The Elements of Los Angeles is worth buying just to read “Caught in the Flood,” Waldie's story about 1928 St. Francis Dam disaster. who killed at least 431 people – mostly Hispanic – and destroyed careers Water Godfather of Los Angeles William Mulholland. The author slowly burns through the tragic chronology from Mulholland's famous novel.Here it is. Take this“quote when he released the water from Owens Valley in 1913 to quench the city's thirst, and the way Los Angeles quickly forgot about the disaster adds to arrogance after arrogance.

But then Waldie concludes by quoting a Spanish-language corrido about the disaster: “Friends, I leave you / with this sad song / and a plea to heaven / For those who were taken by the flood.”

The ultimate victims, Waldie argues, are not those who died at St. Francis Dam, but all the Angelenos who bought into the fatal stupidity of Mulholland's Los Angeles.

Elements of Los Angeles was published by Angel City Press, an imprint of the Los Angeles Public Library, which also published Cruising J-Town: Japanese American Car Culture in Los Angeles.

Cal State Long Beach sociology professor Oliver Wang offers a powerful coffee table book by taking what could easily be sold as a scrapbook of cool images and grounding it in the story of a community that saw the promise and pain of Southern California, like some others.
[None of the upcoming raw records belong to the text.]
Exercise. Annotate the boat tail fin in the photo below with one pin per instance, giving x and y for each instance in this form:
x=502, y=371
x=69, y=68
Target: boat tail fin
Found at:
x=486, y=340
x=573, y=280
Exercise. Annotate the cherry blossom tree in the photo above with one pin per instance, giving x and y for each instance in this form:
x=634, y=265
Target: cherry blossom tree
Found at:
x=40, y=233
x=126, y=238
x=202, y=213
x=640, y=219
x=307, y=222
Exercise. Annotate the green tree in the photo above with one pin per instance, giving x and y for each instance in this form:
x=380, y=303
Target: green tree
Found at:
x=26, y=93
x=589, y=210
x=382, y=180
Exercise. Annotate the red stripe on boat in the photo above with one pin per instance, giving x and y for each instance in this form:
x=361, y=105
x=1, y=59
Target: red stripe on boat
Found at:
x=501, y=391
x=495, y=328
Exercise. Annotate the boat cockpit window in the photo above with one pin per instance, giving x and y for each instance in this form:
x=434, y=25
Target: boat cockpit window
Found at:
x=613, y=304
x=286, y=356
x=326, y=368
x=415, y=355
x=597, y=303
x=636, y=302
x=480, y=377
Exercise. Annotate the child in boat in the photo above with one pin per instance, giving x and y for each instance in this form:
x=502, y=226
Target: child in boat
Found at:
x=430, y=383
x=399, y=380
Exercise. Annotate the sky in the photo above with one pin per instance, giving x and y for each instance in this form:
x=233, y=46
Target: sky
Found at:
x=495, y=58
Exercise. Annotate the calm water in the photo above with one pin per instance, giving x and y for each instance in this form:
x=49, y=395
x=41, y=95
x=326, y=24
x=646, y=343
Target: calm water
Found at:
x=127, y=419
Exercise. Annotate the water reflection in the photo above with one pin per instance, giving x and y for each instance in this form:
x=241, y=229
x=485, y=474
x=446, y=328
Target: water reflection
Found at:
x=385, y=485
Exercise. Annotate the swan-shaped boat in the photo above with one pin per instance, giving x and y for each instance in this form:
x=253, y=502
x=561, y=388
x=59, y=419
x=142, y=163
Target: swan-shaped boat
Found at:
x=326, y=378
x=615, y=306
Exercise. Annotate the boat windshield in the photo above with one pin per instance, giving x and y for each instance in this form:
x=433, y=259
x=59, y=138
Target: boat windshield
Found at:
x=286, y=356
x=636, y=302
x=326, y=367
We see Japanese Americans posing in front of imported goods, enjoying the 1960s SoCal cultural scene, standing in front of a car in a World War II prison camp, and simultaneously loading their gardening trucks. when they dominated the landscaping industry.

“You could read the entire history of American car culture and not find a single mention of Japanese or Asian American participation,” Wang writes—but that’s about as pedantic as “Cruising J-Town” gets.

The rest is a pleasure that flies by, like the rest of my records. Stop scrolling for the day, take the time to read them all, and become a better Southern Californian in the process. Enjoy!